Logo Questions Linux Laravel Mysql Ubuntu Git Menu
 

Repa performance versus lists

Tags:

haskell

ghc

repa

In the Numeric Haskell Repa Tutorial Wiki, there is a passage that reads (for context):

10.1 Fusion, and why you need it

Repa depends critically on array fusion to achieve fast code. Fusion is a fancy name for the combination of inlining and code transformations performed by GHC when it compiles your program. The fusion process merges the array filling loops defined in the Repa library, with the "worker" functions that you write in your own module. If the fusion process fails, then the resulting program will be much slower than it needs to be, often 10x slower an equivalent program using plain Haskell lists. On the other hand, provided fusion works, the resulting code will run as fast as an equivalent cleanly written C program. Making fusion work is not hard once you understand what's going on.

The part that I don't understand is this:

"If the fusion process fails, then the resulting program will be much slower than it needs to be, often 10x slower an equivalent program using plain Haskell lists."

I understand why it would run slower if stream fusion fails, but why does it run that much slower than lists?

Thanks!

like image 462
Charles Durham Avatar asked Dec 16 '22 16:12

Charles Durham


2 Answers

Typically, because lists are lazy, and Repa arrays are strict.

If you fail to fuse a lazy list traversal, e.g.

map f . map g

you pay O(1) cost per value for leaving the intermediate (lazy) cons cell there.

If you fail to fuse the same traversal over a strict sequence, you pay at least O(n) per value for allocating a strict intermediate array.

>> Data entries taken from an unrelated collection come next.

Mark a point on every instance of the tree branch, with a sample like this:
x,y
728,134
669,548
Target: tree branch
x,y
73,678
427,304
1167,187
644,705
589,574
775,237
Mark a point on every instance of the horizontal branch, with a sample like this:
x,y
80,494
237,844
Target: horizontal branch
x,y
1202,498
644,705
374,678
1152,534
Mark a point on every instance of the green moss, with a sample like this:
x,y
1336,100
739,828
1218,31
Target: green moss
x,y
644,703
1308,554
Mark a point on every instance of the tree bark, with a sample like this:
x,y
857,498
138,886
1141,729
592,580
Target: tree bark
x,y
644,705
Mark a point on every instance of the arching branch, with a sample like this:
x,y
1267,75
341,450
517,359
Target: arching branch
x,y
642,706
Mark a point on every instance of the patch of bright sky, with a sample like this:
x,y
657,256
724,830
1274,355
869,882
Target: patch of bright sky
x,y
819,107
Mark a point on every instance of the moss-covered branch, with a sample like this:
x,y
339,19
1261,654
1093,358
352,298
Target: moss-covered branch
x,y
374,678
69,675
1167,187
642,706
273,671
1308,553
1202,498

Also, since fusion mangles your code into an unrecognizable Stream data type, to improve analysis, you can be left with code that has just too many constructors and other overheads.

like image 148
Don Stewart Avatar answered Dec 31 '22 14:12

Don Stewart


Edit: This is not correct--see Don Nelson's comment (and his answer--he knows a lot more about the library than I do).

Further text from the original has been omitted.